Why Public Education is Important

Secretary of EDUcation betsy devos, who was confirmed on february 7. photo courtesy of bloomberg news. 

Secretary of EDUcation betsy devos, who was confirmed on february 7. photo courtesy of bloomberg news. 

On November 23, 2016, Donald Trump named Betsy DeVos as his pick for Education Secretary. On February 7, 2017, she was confirmed and entered his cabinet. And while qualifications for cabinet positions come in many forms, I think everyone can agree that DeVos isn’t exactly what you would call qualified. 

Even Senate Republicans, who have the majority, were wary of her confirmation and she was only confirmed when Mike Pence used his power as President of the Senate, the only really interesting thing he gets to do while he waits for Trump to either die or get impeached so he can take office, to break the 50-50 tie. 

DeVos herself did not attend public school and she did not send her children to public school. She also firmly believes in school voucher programs and charter schools, things that pretty much undermine any progress public schools might make. And now she is in charge of public education. Because that makes sense.

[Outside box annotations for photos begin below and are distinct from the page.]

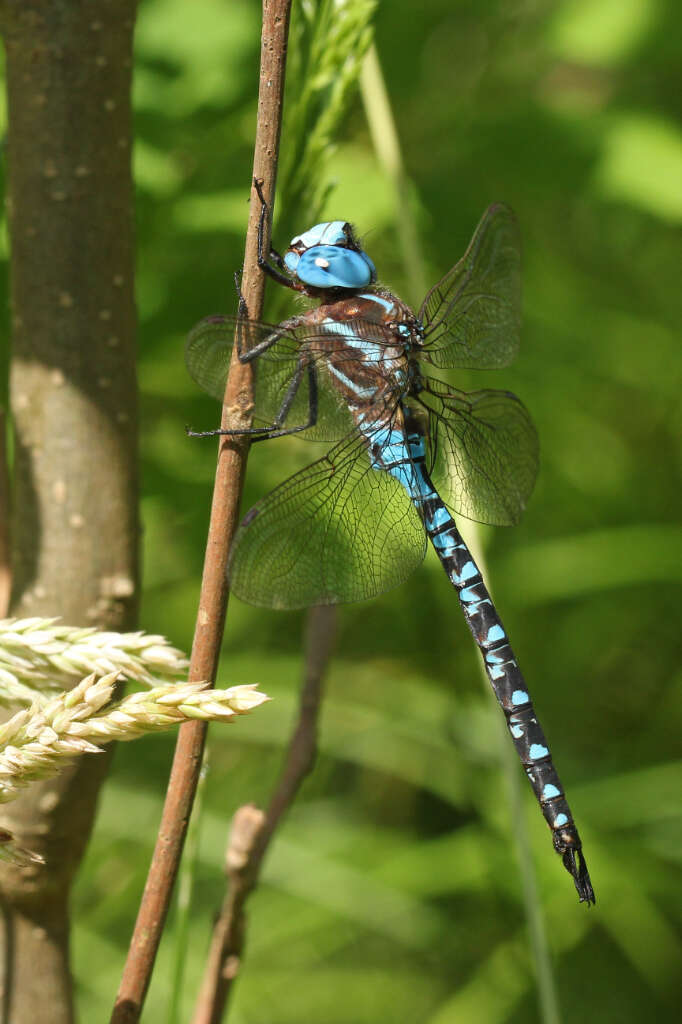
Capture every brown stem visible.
[0,0,139,1024]
[193,607,336,1024]
[111,0,291,1024]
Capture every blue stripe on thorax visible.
[369,427,438,504]
[358,292,395,312]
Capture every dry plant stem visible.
[111,0,291,1024]
[0,409,11,618]
[193,607,337,1024]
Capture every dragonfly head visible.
[284,220,377,291]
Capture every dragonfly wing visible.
[185,315,395,441]
[419,380,539,526]
[419,203,521,370]
[228,432,426,608]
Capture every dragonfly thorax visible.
[284,220,377,291]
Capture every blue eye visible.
[296,246,374,288]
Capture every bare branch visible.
[193,606,336,1024]
[112,0,291,1024]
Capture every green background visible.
[3,0,682,1024]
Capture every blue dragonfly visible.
[185,186,595,904]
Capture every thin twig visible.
[193,607,336,1024]
[111,0,291,1024]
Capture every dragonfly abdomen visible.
[364,414,594,902]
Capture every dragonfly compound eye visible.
[285,246,375,289]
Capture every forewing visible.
[419,203,521,370]
[228,432,426,608]
[185,315,399,441]
[420,380,538,526]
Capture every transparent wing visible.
[228,432,426,608]
[419,379,538,526]
[184,315,396,441]
[419,203,521,370]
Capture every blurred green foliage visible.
[3,0,682,1024]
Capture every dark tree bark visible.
[0,0,138,1024]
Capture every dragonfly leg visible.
[186,359,317,443]
[235,270,249,319]
[253,178,303,292]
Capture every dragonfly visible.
[185,190,595,905]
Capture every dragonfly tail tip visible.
[561,848,597,906]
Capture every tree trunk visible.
[0,0,138,1024]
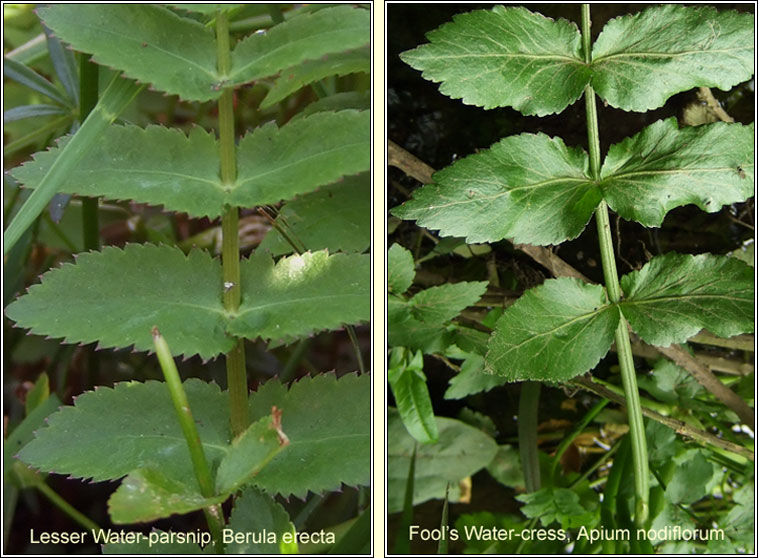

Now I’m not trying to say that public schools are perfect. I went to public school, a fairly large one with about two thousand students. I’ve lived through PE classes with sixty people or more, English classes where there aren’t enough school copies of the assigned reading for the whole class, and a lot of standardized testing that never told me or my teachers anything remotely important.

The public school system is flawed, that’s not a new concept. But how can it get better with someone like DeVos, whose solution is to just move all the kids to charter schools? What good does that do us?

When I started kindergarten at Julia Morgan Elementary in Stockton, CA, there were about twenty kids in my class. I had a teacher, Mrs. Womack, and there were countless parent volunteers and school aides to keep us all alive and entertained. 

This year, at the same elementary school, my mom’s kindergarten class started with 22 kids and now has 24 kids because of overflow from other schools.Two more kids may not seem like a lot until you realize that she has a lot less help now too. She still has some parent volunteers and some high school kids in the ROP (Regional Occupational Program) class who help on most days but no school aides, not even for any autistic kids she might have. So on any given day, the ratio of her classroom is 24:1. This is a stark contrast to Mrs. Womack’s classroom, where the ratio was more like 12:2.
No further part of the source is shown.